People with FH mutations often present first with a seemingly minor, cosmetic leiomyoma, and then get referred by dermatologists for germline genetic testing. Birt-Hogg-Dube is caused by mutations in FLCN which encodes folliculin. These patients often present first with fibrofolliculomas (lots of skin tags on the nose) and pneumothorax in the lung which leads to collapsed lung. The tumors in these patients may be of any histologic subtype.


Q. Are there a lot of variants of unknown significance found in renal cell carcinoma patients?

A. Yes, but mostly in novel or recently discovered RCC genes. In VHL we almost exclusively see known mutations where pathogenicity is clearly established.

Q. Have there ever been patients with two hits in the germline?

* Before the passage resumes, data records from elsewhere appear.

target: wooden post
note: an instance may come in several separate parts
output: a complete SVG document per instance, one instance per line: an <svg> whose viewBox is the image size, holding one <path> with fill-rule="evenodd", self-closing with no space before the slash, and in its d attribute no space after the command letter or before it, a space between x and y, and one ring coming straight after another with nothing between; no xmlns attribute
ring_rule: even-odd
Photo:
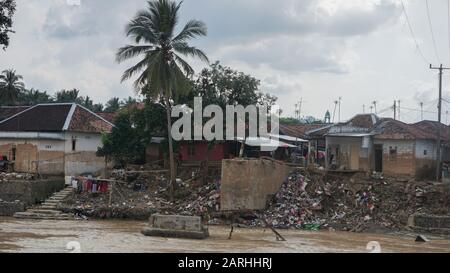
<svg viewBox="0 0 450 273"><path fill-rule="evenodd" d="M109 189L109 203L108 203L108 206L110 207L112 204L113 189L114 189L114 182L111 182L111 188Z"/></svg>

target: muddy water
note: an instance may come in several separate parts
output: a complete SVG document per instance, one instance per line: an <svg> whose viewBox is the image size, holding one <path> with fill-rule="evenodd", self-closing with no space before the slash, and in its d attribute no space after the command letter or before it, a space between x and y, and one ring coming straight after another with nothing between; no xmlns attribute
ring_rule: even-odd
<svg viewBox="0 0 450 273"><path fill-rule="evenodd" d="M450 240L439 237L415 243L411 235L355 234L344 232L280 231L287 239L277 242L270 230L210 227L207 240L145 237L145 222L135 221L28 221L0 218L0 252L68 252L78 241L82 252L368 252L378 241L382 252L446 252Z"/></svg>

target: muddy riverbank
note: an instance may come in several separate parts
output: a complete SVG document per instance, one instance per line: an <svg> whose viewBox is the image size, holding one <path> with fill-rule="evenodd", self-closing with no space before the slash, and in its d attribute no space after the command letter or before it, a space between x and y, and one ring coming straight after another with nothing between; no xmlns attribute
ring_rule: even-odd
<svg viewBox="0 0 450 273"><path fill-rule="evenodd" d="M171 253L171 252L368 252L368 242L380 243L382 252L450 253L450 240L429 237L430 242L414 242L414 234L369 234L329 231L283 230L286 242L277 242L269 230L210 227L206 240L145 237L143 221L24 221L0 218L0 252L64 253L66 244L78 241L82 252Z"/></svg>

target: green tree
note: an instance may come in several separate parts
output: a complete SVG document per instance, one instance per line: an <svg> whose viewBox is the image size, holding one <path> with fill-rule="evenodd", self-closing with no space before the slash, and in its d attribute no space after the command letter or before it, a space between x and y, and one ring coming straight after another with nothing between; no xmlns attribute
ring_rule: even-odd
<svg viewBox="0 0 450 273"><path fill-rule="evenodd" d="M52 102L52 97L47 94L47 91L41 92L37 89L31 88L23 90L19 93L18 104L20 105L35 105L39 103Z"/></svg>
<svg viewBox="0 0 450 273"><path fill-rule="evenodd" d="M97 154L121 165L143 163L151 138L165 133L165 118L164 107L157 103L146 104L144 109L122 110L114 120L112 132L103 136L103 147Z"/></svg>
<svg viewBox="0 0 450 273"><path fill-rule="evenodd" d="M103 112L103 108L104 108L103 104L101 104L101 103L96 103L96 104L93 105L92 111L93 111L93 112L96 112L96 113L98 113L98 112Z"/></svg>
<svg viewBox="0 0 450 273"><path fill-rule="evenodd" d="M0 0L0 45L5 50L9 45L9 33L13 21L12 17L16 11L15 0Z"/></svg>
<svg viewBox="0 0 450 273"><path fill-rule="evenodd" d="M134 66L127 69L122 81L140 74L134 82L138 91L146 90L144 95L157 94L164 101L167 115L167 133L170 157L170 192L173 198L175 186L175 162L171 136L171 100L177 92L182 92L187 85L187 77L194 74L194 69L181 57L191 56L208 61L200 49L190 46L188 41L198 36L206 36L203 22L189 21L178 35L175 27L179 20L180 5L170 0L148 1L148 7L137 13L126 26L126 34L135 42L134 45L122 47L117 52L117 61L142 56ZM145 86L149 88L143 89Z"/></svg>
<svg viewBox="0 0 450 273"><path fill-rule="evenodd" d="M17 75L13 69L4 70L0 74L0 101L1 104L16 104L19 93L25 88L23 77Z"/></svg>
<svg viewBox="0 0 450 273"><path fill-rule="evenodd" d="M119 111L121 107L122 103L120 102L119 98L111 98L110 100L108 100L108 102L106 102L105 112L115 113Z"/></svg>
<svg viewBox="0 0 450 273"><path fill-rule="evenodd" d="M205 68L195 81L196 95L203 97L203 104L272 106L277 98L259 92L260 81L251 75L224 67L220 62Z"/></svg>
<svg viewBox="0 0 450 273"><path fill-rule="evenodd" d="M55 102L59 103L79 103L82 104L84 98L79 96L80 90L61 90L55 94Z"/></svg>
<svg viewBox="0 0 450 273"><path fill-rule="evenodd" d="M128 97L128 98L122 100L121 104L123 107L128 107L128 106L132 106L132 105L136 104L137 102L138 102L137 99Z"/></svg>
<svg viewBox="0 0 450 273"><path fill-rule="evenodd" d="M102 137L103 147L97 151L98 156L113 158L121 166L127 163L140 163L145 155L145 146L130 111L123 111L114 120L110 134Z"/></svg>

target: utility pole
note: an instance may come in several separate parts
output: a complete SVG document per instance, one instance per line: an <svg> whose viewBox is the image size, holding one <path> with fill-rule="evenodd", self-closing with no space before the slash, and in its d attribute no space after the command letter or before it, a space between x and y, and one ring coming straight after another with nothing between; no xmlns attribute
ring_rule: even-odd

A. A few cases have been reported. There was a family where the parents each had a different FH mutation, and one of their kids was compound heterozygous - she died in chidlhood. There’s another RCC gene where homozygous mutations cause mental retardation and death in early childhood before any tumors develop.

Journal club

The paper for this week was In vivo HIF-mediated reductive carboxylation is regulated by citrate levels and sensitizes VHL-deficient cells to glutamine deprivation [Gameiro 2013]. For additional background, see [Zimmer 2008, Scheuermann 2013, Masson & Ratcliffe 2014].